The problems facing the Italian banks could cause Italy to become the next country to try to leave the European Union, strategist Brian Jacobsen said Tuesday.
That's because many Italian banks may need to raise more capital and European Union banking regulations won't allow recapitalization.
And that could hit the wallets of Italian retail investors, many of whom hold bank bonds, he told CNBC's "Power Lunch."
"The bigger issue here [is] the fact that you have so many pensioners and depositors who have purchased some of the slightly higher-yielding securities issued by Italian banks, who by EU rules would effectively need to be wiped out before there could be a recapitalization," said Jacobsen, chief portfolio strategist at Wells Fargo Funds.
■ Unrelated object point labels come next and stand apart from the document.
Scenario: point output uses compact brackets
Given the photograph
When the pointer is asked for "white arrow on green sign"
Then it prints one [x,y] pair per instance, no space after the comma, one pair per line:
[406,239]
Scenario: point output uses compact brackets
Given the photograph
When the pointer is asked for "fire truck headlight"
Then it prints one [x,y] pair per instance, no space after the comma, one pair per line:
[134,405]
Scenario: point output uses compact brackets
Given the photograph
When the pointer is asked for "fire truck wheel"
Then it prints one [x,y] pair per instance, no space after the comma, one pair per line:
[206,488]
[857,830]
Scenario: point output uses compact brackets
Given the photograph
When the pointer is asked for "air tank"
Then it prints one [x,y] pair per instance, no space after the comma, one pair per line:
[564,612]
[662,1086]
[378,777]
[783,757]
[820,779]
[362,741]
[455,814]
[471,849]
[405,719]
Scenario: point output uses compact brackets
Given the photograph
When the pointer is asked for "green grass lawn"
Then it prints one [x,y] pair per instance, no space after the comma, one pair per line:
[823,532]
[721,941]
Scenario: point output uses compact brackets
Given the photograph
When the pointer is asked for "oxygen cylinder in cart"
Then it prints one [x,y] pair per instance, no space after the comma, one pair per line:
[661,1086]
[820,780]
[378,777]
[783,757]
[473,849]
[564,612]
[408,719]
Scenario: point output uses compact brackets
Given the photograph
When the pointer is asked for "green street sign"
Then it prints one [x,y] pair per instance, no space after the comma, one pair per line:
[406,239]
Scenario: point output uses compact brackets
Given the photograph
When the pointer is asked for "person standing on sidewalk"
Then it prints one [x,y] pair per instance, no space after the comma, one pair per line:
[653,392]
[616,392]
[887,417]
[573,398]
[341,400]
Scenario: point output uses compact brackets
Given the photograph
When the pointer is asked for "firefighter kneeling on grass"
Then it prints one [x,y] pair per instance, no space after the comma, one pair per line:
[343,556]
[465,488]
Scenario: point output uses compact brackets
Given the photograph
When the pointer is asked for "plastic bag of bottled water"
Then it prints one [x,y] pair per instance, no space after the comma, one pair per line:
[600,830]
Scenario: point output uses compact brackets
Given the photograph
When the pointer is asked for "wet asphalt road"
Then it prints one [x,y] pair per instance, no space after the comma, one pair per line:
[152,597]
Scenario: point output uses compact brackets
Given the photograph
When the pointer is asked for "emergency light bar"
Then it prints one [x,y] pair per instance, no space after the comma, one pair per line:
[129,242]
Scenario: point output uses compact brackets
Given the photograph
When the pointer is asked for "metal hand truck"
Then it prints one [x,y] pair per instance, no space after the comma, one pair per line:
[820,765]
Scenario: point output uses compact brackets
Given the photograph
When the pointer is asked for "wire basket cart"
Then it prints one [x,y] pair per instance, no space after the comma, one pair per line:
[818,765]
The Financial Times reported Sunday that Italy might "defy the EU (European Union) and unilaterally pump billions of euros into its troubled banking system if it comes under severe systemic distress … despite warnings from Brussels and Berlin over the need to respect rules that make creditors rather than taxpayers fund bank rescues."
A spokesman for Italy's Prime Minister Matteo Renzi denied the report, Reuters reported.
Jacobsen said the situation has become a major political issue.
"People could be talking about Italeave instead of Brexit if they don't actually come to an agreement about how to capitalize these [banks] in a way in which Matteo Renzi is laying out and which is also palatable to the Germans," Jacobsen said.
The Italian bank index is down about 56 percent year to date, and was hit particularly hard after the U.K. voted in late June to leave the European Union.